Summed signals can also be applied to a non-inverting input. It turns out non-inverting adder. Fundamentally, such a circuit will work in exactly the same way as an inverting adder, the output of which will be a signal that is directly proportional to the input voltages and inversely proportional to the nominal values \u200b\u200bof the input resistors. However, in practice it is used much less often, because contains a "rake" to be considered.

Since Rule 2 is valid only for an inverting input, on which the “virtual potential of zero” acts, there will be a potential on the non-inverting equal to the algebraic sum of the input voltages. Therefore, the input voltage available at one of the inputs will affect the voltage supplied to the other inputs.
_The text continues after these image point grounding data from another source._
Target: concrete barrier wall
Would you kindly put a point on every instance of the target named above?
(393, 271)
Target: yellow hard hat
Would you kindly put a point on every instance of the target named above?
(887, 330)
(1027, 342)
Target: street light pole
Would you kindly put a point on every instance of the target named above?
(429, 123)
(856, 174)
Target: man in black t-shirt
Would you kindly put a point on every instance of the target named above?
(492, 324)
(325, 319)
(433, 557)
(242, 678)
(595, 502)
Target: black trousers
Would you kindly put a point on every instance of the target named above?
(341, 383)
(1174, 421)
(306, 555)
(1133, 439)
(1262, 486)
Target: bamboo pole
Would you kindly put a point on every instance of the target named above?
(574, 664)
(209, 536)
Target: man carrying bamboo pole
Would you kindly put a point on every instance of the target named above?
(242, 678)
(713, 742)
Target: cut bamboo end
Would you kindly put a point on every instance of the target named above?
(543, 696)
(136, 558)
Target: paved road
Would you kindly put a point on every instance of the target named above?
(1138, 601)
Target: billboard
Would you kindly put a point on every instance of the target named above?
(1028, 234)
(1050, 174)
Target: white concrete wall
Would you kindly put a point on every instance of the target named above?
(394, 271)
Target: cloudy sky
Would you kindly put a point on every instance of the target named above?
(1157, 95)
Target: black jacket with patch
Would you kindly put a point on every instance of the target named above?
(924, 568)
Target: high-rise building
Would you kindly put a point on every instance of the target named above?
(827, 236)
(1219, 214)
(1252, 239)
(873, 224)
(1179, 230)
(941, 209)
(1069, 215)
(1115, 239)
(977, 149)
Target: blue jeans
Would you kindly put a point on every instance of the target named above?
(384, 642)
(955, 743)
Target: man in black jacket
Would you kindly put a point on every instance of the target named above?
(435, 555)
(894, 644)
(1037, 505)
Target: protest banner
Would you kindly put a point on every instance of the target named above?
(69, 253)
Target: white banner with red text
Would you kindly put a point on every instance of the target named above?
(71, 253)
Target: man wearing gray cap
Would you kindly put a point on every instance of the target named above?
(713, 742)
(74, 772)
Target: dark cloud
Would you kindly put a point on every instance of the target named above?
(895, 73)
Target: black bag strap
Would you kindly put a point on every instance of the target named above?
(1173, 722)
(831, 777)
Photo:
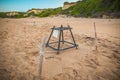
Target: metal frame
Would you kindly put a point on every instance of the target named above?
(61, 39)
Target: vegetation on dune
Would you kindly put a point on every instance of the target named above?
(92, 8)
(85, 8)
(5, 15)
(49, 12)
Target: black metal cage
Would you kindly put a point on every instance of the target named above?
(61, 39)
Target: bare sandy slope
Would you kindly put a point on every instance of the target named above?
(19, 52)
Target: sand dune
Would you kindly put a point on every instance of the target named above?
(19, 52)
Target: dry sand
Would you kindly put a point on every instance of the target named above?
(19, 52)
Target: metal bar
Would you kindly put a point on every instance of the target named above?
(72, 37)
(69, 42)
(50, 37)
(68, 47)
(62, 37)
(52, 47)
(59, 42)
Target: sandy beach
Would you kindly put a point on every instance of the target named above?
(19, 51)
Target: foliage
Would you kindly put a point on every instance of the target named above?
(50, 12)
(90, 7)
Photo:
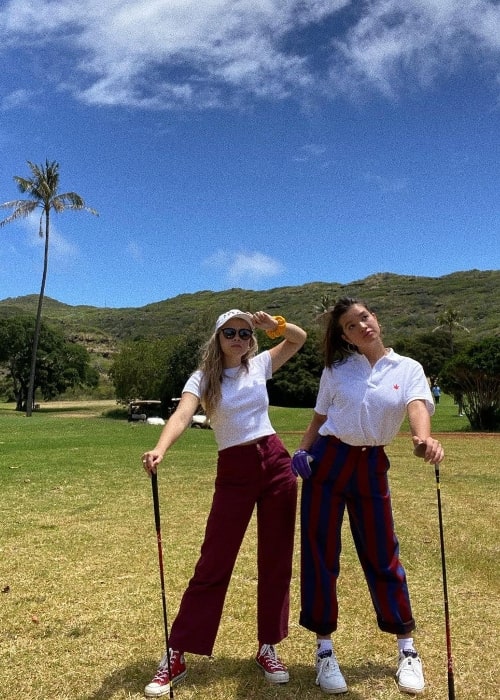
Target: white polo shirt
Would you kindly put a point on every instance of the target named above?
(366, 405)
(242, 414)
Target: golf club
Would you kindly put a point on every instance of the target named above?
(419, 451)
(451, 677)
(156, 504)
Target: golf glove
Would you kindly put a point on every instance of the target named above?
(301, 464)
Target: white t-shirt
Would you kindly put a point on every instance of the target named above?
(366, 405)
(242, 414)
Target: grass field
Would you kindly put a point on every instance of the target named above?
(80, 604)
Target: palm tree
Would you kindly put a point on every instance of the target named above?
(450, 320)
(42, 190)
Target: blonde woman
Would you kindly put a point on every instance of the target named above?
(253, 470)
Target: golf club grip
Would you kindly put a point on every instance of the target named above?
(156, 500)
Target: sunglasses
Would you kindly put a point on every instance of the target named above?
(230, 333)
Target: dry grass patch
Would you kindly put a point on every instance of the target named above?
(82, 615)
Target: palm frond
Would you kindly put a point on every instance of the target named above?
(22, 209)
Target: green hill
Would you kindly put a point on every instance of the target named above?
(404, 304)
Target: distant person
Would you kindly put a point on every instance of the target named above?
(365, 391)
(436, 392)
(253, 470)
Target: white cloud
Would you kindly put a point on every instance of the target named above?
(244, 267)
(15, 99)
(187, 53)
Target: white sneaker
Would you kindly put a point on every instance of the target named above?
(328, 674)
(409, 675)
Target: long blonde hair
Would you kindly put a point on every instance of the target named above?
(212, 366)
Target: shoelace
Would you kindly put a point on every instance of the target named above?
(271, 657)
(410, 654)
(327, 664)
(161, 676)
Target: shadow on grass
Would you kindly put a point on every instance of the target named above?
(247, 680)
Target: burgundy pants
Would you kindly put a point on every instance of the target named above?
(354, 478)
(247, 476)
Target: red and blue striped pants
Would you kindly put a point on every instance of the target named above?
(354, 478)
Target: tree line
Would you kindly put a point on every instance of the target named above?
(34, 357)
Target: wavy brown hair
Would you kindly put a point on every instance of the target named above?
(212, 366)
(335, 349)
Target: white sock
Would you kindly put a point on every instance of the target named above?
(406, 644)
(324, 645)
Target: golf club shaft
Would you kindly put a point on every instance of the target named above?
(451, 678)
(156, 505)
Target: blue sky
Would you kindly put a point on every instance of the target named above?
(252, 144)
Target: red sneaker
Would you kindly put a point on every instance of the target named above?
(160, 685)
(274, 669)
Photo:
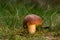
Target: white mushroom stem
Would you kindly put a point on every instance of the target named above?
(32, 29)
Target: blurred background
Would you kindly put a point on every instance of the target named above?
(12, 13)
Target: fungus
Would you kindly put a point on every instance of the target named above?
(31, 21)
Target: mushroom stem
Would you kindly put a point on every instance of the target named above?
(32, 29)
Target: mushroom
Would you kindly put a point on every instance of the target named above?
(30, 22)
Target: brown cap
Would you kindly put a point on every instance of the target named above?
(33, 19)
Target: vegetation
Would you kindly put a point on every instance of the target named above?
(12, 13)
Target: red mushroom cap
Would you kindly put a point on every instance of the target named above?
(33, 19)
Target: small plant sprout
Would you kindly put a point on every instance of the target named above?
(31, 21)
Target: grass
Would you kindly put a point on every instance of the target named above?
(11, 19)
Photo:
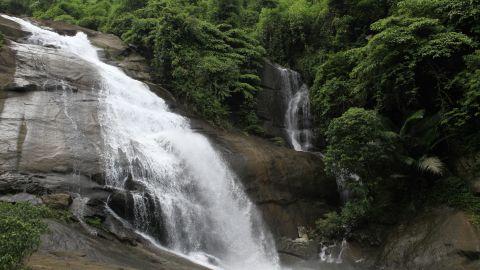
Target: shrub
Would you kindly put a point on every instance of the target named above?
(20, 229)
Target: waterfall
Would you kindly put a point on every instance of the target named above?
(297, 115)
(196, 200)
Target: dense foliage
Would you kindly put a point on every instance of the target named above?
(201, 50)
(20, 228)
(395, 96)
(395, 83)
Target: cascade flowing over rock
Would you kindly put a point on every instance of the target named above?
(51, 142)
(284, 106)
(205, 213)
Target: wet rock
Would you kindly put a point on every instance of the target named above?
(21, 197)
(111, 44)
(11, 30)
(121, 202)
(136, 67)
(290, 188)
(271, 104)
(440, 239)
(301, 248)
(68, 246)
(57, 201)
(56, 129)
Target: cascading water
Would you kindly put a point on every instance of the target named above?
(203, 209)
(297, 116)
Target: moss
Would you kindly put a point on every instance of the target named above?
(20, 228)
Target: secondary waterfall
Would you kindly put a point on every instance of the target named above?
(297, 116)
(185, 195)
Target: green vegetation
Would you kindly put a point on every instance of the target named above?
(395, 94)
(395, 84)
(20, 229)
(94, 222)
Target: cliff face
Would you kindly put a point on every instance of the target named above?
(50, 143)
(43, 153)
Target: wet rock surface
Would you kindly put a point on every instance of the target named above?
(44, 157)
(439, 239)
(68, 246)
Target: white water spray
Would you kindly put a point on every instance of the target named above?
(297, 116)
(203, 208)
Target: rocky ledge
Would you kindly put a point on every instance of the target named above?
(46, 158)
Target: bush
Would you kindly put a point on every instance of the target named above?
(358, 143)
(20, 229)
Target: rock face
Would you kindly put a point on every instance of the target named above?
(289, 187)
(50, 147)
(439, 239)
(271, 103)
(67, 246)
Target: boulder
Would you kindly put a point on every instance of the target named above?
(271, 102)
(290, 187)
(21, 197)
(440, 239)
(58, 200)
(68, 246)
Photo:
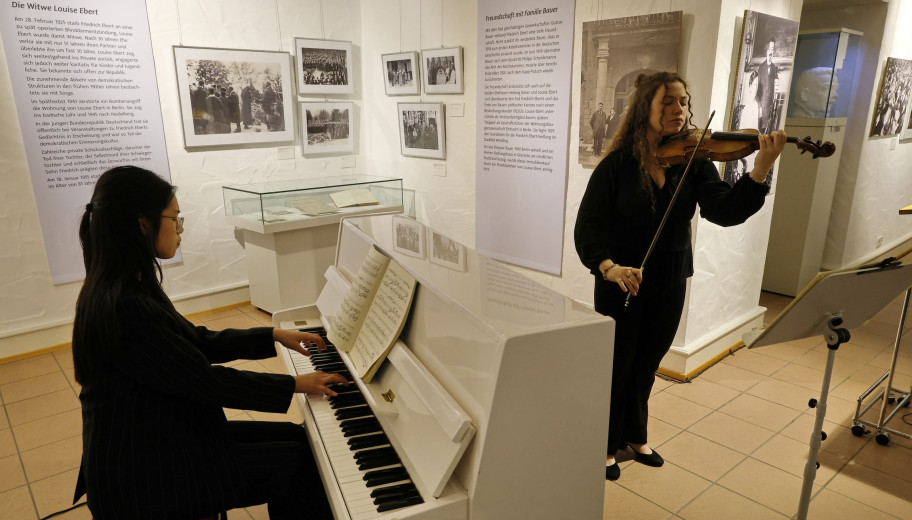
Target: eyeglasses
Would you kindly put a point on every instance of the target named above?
(178, 221)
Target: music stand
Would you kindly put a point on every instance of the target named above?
(833, 302)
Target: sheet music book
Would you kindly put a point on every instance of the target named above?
(373, 312)
(349, 198)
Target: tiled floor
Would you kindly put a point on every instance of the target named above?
(735, 439)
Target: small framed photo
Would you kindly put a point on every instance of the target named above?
(422, 131)
(408, 237)
(400, 73)
(327, 128)
(234, 97)
(447, 252)
(442, 70)
(323, 66)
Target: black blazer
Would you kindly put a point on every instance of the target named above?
(154, 435)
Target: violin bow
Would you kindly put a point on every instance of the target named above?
(674, 197)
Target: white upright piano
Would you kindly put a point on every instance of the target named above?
(493, 404)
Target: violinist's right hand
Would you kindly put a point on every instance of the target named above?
(627, 278)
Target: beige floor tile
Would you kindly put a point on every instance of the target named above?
(832, 506)
(790, 455)
(765, 484)
(701, 456)
(16, 504)
(52, 459)
(731, 432)
(50, 429)
(26, 368)
(621, 502)
(11, 474)
(42, 406)
(732, 376)
(33, 386)
(840, 440)
(675, 410)
(704, 392)
(781, 392)
(895, 461)
(760, 412)
(754, 362)
(670, 487)
(55, 493)
(874, 488)
(718, 503)
(64, 357)
(237, 321)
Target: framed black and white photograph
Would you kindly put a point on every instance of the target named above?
(890, 111)
(447, 252)
(442, 70)
(400, 73)
(766, 59)
(615, 51)
(234, 97)
(323, 66)
(409, 237)
(422, 131)
(327, 128)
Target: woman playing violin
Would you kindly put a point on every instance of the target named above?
(625, 200)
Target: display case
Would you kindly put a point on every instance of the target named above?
(824, 77)
(289, 230)
(271, 207)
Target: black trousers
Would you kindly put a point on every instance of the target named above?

There is no “virtual potential” at the non-inverting input! As a result, we have to apply additional circuitry tricks.

So far, we have considered schemes for OS with environmental protection. And what will happen if feedback is removed altogether? In this case, we get comparator   (Fig. 14), i.e., a device comparing the two potentials at their inputs by absolute value (from the English word compare - compare). At its output there will be a voltage approaching one of the supply voltages, depending on which of the signals is larger than the other. Typically, the input signal is applied to one of the inputs, and to the other a constant voltage, with which it is compared (the so-called "reference voltage"). It can be any, including equal to zero potential (Fig. 14, B).

   Fig. 14 Scheme of switching on the op amp as a comparator

However, not everything is so good “in the Danish kingdom” ... And what happens if the voltage between the inputs is zero? In theory, the output should also be zero, but in reality - never. If the potential at one of the inputs outweighs at least a little the potential of the other, then this will be enough to cause chaotic voltage surges due to random disturbances pointing at the inputs of the comparator.

In reality, any signal is “noisy”, because ideal cannot be by definition. And in the region close to the point of equal potentials of the inputs, a pack of output signals will appear at the output of the comparator instead of one clear switch. To combat this phenomenon, a comparator circuit is often introduced hysteresis   by creating a weak positive PIC from the output to a non-inverting input (Fig. 15).

   Fig. 15 Principle of hysteresis in the comparator due to PIC

Let us analyze the operation of this circuit. The voltage of its power is ± 10 V (for an even account). Resistance Rin is 1 kOhm, and Rpos is 10 kOhm. The potential of the midpoint is selected as the reference voltage supplied to the inverting input. The red curve shows the input signal coming to the left pin Rin (input schemes   comparator), blue - the potential at the non-inverting input of the op-amp, and green - the output signal.

As long as the input signal has a negative polarity, the output is a negative voltage, which, through Rpos, is summed with the input voltage in inverse proportion to the values \u200b\u200bof the corresponding resistors. As a result, the potential of a non-inverting input in the entire range of negative values \u200b\u200bby 1 V (in absolute value) exceeds the level of the input signal. As soon as the potential of the non-inverting input equals the potential of the inverting one (for the input signal this will be + 1 V), the voltage at the output of the op-amp will begin to switch from negative polarity to positive. The total potential at the non-inverting input will start avalanche become even more positive, supporting the process of such a switch. As a result, the comparator simply “does not notice” insignificant noise fluctuations of the input and reference signals, since they will be many orders of magnitude smaller in amplitude than the described “step” of potential at the non-inverting input during switching.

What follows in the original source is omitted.